The most recent research regarding re-identification of data sets that have been anonymized indicates that current anonymization techniques are often ineffective at protecting individuals against re-identification. A recent study published in Nature Communications (Estimating the success of re-identifications in incomplete datasets using generative models) found that 99.98% of Americans could be re-identified from any anonymized data set that uses only 15 demographic attributes. In addition, the researchers found that even if an anonymized data set is “heavily incomplete,” they could still estimate the likelihood of correctly re-identifying an individual with high accuracy and rejected the argument that the incompleteness of most data sets reduces the risk of re-identification.

The study posits that many anonymized data sets may not meet the requirements of GDPR or the CCPA, and calls into question whether the current release-and-forget model of anonymization is adequate.

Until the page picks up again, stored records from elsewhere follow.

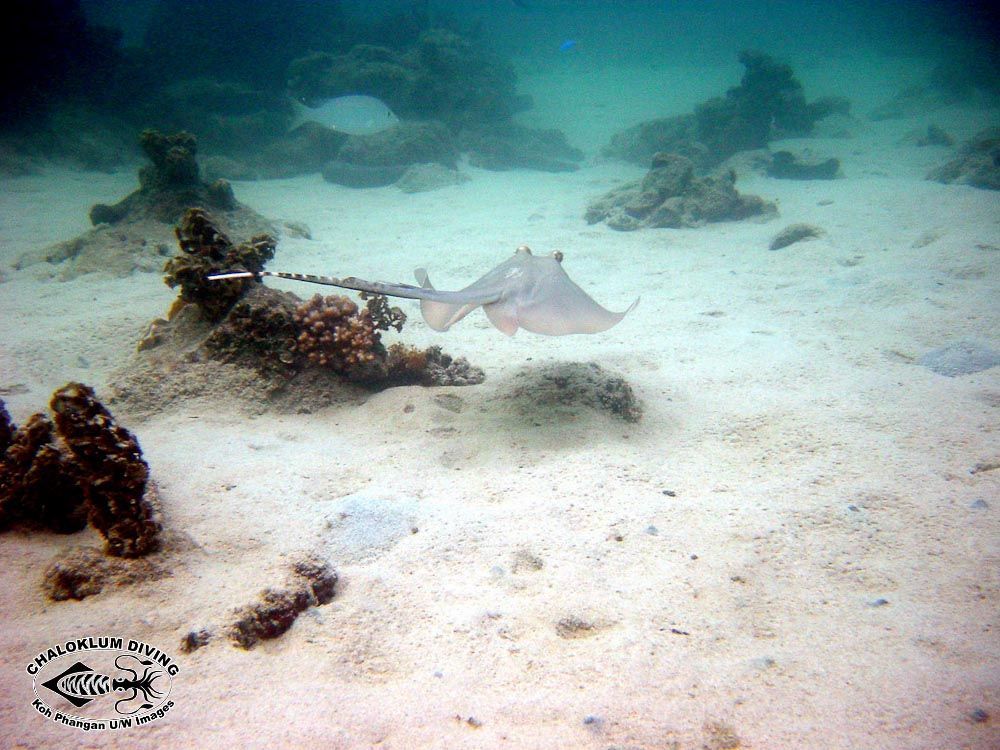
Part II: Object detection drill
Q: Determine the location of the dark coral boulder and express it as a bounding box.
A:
[927,128,1000,190]
[604,51,850,169]
[460,122,583,172]
[585,153,776,231]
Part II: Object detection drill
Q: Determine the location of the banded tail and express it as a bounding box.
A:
[205,271,425,299]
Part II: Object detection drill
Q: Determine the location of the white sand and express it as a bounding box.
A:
[0,63,1000,750]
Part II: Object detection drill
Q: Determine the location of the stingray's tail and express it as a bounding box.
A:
[205,271,351,288]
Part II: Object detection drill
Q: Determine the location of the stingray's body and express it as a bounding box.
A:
[209,246,639,336]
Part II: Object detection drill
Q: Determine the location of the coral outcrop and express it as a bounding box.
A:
[0,408,87,534]
[585,153,776,231]
[42,547,169,602]
[767,224,826,250]
[50,383,161,557]
[90,130,239,225]
[163,208,278,321]
[504,362,643,422]
[604,51,850,169]
[0,383,160,557]
[114,209,484,414]
[14,130,275,279]
[927,127,1000,190]
[767,151,840,180]
[294,294,382,373]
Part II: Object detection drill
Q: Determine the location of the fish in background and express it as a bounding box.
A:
[290,94,399,135]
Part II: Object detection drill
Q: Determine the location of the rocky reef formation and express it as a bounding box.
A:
[90,130,239,226]
[115,209,484,415]
[604,51,850,169]
[585,153,776,231]
[503,362,643,422]
[14,130,274,279]
[0,402,87,534]
[0,383,161,557]
[927,127,1000,190]
[163,208,278,322]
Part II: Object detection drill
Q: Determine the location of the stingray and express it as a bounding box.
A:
[292,95,399,135]
[208,245,639,336]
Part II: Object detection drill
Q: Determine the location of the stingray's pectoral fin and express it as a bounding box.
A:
[483,300,520,336]
[413,268,479,331]
[517,295,639,336]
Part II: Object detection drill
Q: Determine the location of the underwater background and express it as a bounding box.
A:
[0,0,1000,750]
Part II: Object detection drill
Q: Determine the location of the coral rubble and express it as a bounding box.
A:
[585,153,775,231]
[229,558,337,649]
[50,383,160,557]
[0,402,87,534]
[163,208,278,321]
[114,209,484,414]
[927,127,1000,190]
[507,362,642,422]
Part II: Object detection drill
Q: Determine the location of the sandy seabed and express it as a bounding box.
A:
[0,64,1000,750]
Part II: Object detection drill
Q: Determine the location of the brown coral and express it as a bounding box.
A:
[229,558,337,649]
[295,294,382,373]
[163,208,278,322]
[203,284,299,383]
[0,402,87,534]
[50,383,160,557]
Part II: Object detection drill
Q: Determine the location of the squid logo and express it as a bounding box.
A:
[42,654,170,716]
[25,636,180,732]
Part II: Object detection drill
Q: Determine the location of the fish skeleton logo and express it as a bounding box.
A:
[42,654,167,715]
[27,637,180,731]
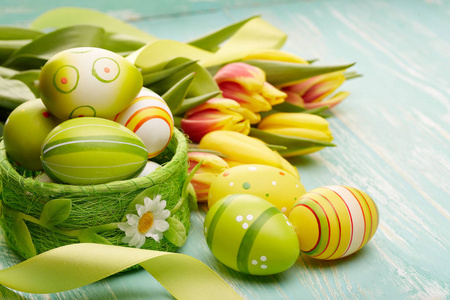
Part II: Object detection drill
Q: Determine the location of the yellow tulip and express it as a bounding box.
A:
[258,113,333,157]
[199,130,300,178]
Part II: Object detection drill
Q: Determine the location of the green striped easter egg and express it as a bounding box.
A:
[41,117,147,185]
[204,194,299,275]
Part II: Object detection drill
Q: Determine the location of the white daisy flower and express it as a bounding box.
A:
[118,195,170,248]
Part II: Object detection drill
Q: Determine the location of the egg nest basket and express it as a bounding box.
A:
[0,129,190,258]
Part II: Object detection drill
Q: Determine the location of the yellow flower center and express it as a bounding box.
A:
[138,211,153,233]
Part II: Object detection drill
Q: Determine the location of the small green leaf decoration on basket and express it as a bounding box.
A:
[164,217,187,247]
[12,212,36,257]
[39,199,72,226]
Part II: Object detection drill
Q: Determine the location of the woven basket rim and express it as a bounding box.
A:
[0,127,188,196]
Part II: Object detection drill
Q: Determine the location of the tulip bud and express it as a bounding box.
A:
[188,152,228,202]
[282,71,349,109]
[258,113,333,157]
[199,130,300,178]
[181,98,261,143]
[214,63,287,112]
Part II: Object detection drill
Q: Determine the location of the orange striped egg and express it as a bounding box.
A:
[114,88,173,158]
[289,185,379,259]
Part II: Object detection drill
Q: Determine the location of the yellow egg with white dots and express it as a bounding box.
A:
[208,164,306,216]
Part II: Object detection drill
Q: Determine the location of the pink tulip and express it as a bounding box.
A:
[181,98,261,143]
[214,62,287,113]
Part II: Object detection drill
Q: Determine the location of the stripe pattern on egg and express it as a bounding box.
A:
[289,185,379,259]
[114,88,174,158]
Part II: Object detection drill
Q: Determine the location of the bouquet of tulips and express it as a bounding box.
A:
[0,8,359,201]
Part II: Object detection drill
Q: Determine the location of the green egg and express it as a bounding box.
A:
[204,194,299,275]
[39,47,142,119]
[41,117,147,185]
[3,99,62,171]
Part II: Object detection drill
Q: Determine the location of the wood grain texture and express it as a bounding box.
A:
[0,0,450,299]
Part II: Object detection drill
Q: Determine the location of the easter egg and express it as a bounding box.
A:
[41,117,147,184]
[138,160,161,177]
[114,88,173,158]
[3,99,62,171]
[208,164,306,215]
[204,194,299,275]
[39,47,142,119]
[289,185,379,259]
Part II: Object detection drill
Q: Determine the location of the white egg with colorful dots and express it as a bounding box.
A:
[204,194,299,275]
[208,164,306,216]
[114,88,174,158]
[39,47,143,120]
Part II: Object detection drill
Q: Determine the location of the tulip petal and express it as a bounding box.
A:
[214,63,266,92]
[243,49,308,64]
[219,82,272,112]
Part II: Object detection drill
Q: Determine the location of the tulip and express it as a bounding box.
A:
[214,63,287,113]
[258,113,334,157]
[199,130,300,178]
[282,71,350,109]
[181,98,261,143]
[188,152,228,202]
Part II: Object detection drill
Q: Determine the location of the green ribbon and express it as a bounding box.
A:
[0,243,242,299]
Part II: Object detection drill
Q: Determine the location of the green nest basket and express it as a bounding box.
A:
[0,129,190,258]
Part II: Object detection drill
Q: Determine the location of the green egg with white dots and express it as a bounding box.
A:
[208,164,306,216]
[204,194,299,275]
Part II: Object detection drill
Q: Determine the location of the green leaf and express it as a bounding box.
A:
[142,60,196,86]
[162,73,195,111]
[0,66,19,78]
[244,59,355,86]
[0,26,42,64]
[102,33,145,56]
[188,16,256,52]
[4,25,105,69]
[187,183,198,210]
[164,217,187,247]
[39,198,72,225]
[249,128,336,155]
[30,7,157,43]
[10,70,41,98]
[181,159,203,204]
[173,91,222,115]
[78,228,112,245]
[200,18,287,67]
[127,40,213,70]
[0,77,36,110]
[0,26,42,40]
[149,57,220,98]
[122,185,163,222]
[12,213,36,258]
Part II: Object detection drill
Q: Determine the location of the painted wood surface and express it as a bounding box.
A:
[0,0,450,299]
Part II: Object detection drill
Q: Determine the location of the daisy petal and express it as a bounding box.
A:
[127,215,139,226]
[153,220,169,232]
[117,222,130,231]
[129,233,145,246]
[136,204,147,217]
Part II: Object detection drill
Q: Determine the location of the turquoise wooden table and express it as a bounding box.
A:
[0,0,450,299]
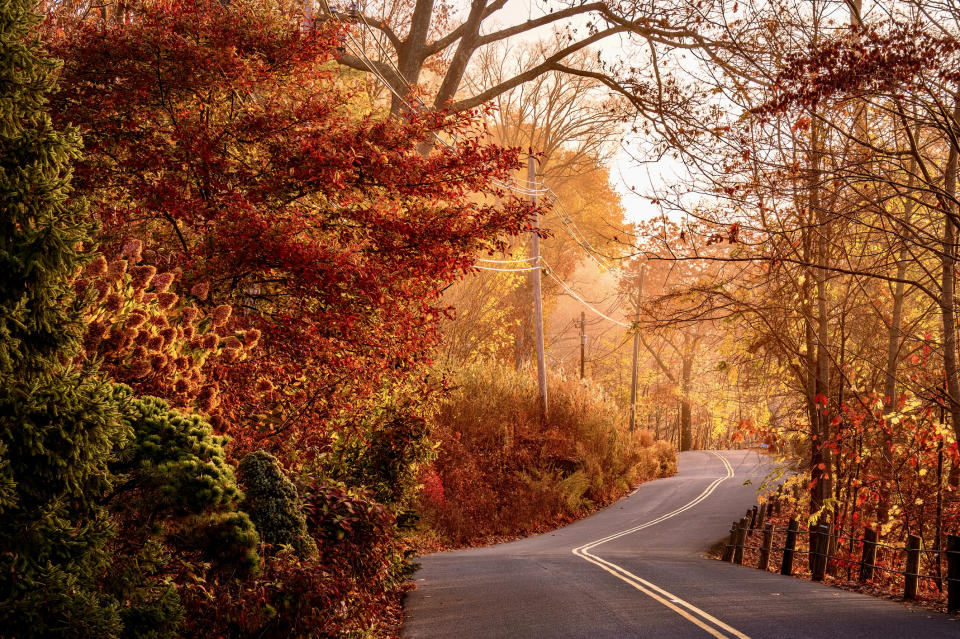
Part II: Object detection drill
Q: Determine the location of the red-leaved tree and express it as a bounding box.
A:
[48,0,530,460]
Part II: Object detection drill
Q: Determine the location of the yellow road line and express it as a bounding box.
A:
[573,451,750,639]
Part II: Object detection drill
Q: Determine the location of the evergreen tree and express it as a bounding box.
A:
[0,0,128,637]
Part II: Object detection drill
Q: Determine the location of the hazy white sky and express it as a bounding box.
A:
[488,0,684,221]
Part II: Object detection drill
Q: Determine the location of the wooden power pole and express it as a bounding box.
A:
[630,264,647,432]
[527,154,547,420]
[580,311,587,379]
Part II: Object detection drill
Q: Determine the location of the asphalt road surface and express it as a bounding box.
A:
[402,451,960,639]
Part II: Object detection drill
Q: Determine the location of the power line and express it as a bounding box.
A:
[473,264,540,273]
[540,257,631,328]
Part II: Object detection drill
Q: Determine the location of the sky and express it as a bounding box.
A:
[487,0,685,222]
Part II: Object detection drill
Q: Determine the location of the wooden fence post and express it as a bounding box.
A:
[947,535,960,612]
[757,521,773,570]
[810,524,830,581]
[903,535,920,599]
[860,528,877,581]
[780,519,797,577]
[733,517,750,566]
[721,522,737,561]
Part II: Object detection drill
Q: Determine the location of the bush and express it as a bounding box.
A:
[418,363,676,545]
[237,450,317,558]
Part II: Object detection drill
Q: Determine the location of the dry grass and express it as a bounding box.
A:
[410,363,677,548]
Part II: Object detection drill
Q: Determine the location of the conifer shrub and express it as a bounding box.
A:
[237,450,317,558]
[0,0,129,638]
[113,385,260,574]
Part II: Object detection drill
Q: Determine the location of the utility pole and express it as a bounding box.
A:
[580,311,587,379]
[630,264,647,433]
[527,153,547,421]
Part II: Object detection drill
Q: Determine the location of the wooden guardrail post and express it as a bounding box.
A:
[733,517,750,566]
[757,521,773,570]
[780,519,797,577]
[810,524,830,581]
[860,528,877,581]
[721,522,737,561]
[903,535,920,599]
[947,535,960,612]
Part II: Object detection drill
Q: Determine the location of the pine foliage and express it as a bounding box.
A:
[0,0,127,637]
[237,450,317,557]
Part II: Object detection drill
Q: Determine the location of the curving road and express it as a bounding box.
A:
[402,451,960,639]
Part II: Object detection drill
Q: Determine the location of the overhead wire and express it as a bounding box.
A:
[473,264,540,273]
[320,0,631,328]
[540,257,632,328]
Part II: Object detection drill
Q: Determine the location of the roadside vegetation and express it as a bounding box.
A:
[415,362,677,548]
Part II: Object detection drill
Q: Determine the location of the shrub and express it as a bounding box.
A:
[113,386,259,573]
[237,450,317,558]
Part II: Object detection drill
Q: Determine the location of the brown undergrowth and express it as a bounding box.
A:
[412,363,677,552]
[708,513,960,613]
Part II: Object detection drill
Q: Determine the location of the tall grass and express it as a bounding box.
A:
[419,362,677,546]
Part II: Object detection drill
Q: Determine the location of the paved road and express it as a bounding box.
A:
[403,451,960,639]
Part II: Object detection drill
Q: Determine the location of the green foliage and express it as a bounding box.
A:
[118,386,242,513]
[318,402,434,510]
[237,450,317,558]
[0,0,128,637]
[114,386,260,572]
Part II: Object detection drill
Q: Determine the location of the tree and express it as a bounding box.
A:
[313,0,716,117]
[0,0,129,637]
[50,0,530,451]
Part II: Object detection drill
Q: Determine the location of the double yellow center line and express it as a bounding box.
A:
[573,451,750,639]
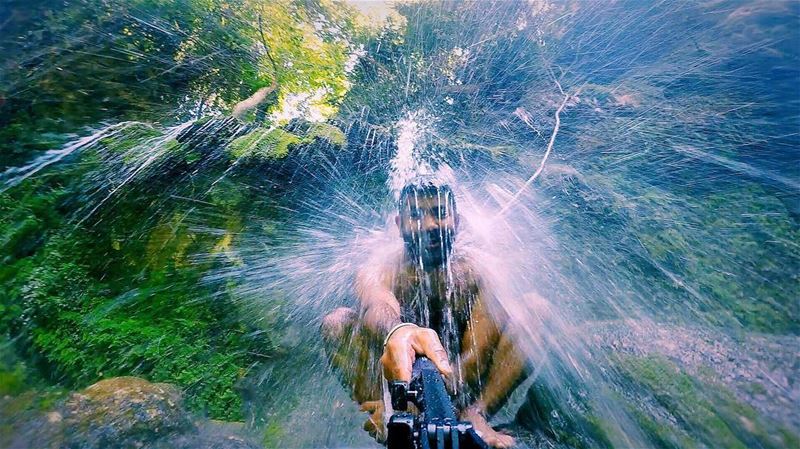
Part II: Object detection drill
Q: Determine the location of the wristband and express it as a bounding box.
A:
[383,323,417,346]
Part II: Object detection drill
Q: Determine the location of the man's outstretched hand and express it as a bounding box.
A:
[381,326,453,382]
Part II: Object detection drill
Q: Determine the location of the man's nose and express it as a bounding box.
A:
[422,214,439,231]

For example, Recital 26 of GDPR defines anonymous information as “information which does not relate to an identified or identifiable natural person or to personal data rendered anonymous in such a manner that the data subject is not or no longer identifiable (emphasis added).”  Recital 26 further provides that in order to determine whether “means are reasonably likely to be used to identify the natural person, account should be taken of all objective factors, such as the costs of and the amount of time required for identification, taking into consideration the available technology at the time of the processing and technological developments.”  Consequently, if data subjects are identifiable by collecting a small number of attributes, and available technology removes significant hurdles to re-identification,  companies should consider whether their current anonymization practices fail to meet the anonymization standard that GDPR (and other privacy regulations) prescribe for anonymization or de-identification.

The researchers also made an  online tool available that allows individuals to see the likelihood of being re-identified from anonymized data by plugging in a few common demographic characteristics. (On average, individuals have an 83% chance of  being re-identified if gender, birth date and ZIP code are known.) The tool also allows individuals to include additional basic demographic characteristics to see the increased likelihood of identification.

Although numerous prior studies have established that data anonymization is often reversible, the latest study demonstrates that technological advances have made it possible to de-anonymize data that might not have been previously possible, and it is becoming increasingly difficult to truly de-identify a data set and thus satisfy the requirements of privacy laws such as GDPR and the CCPA.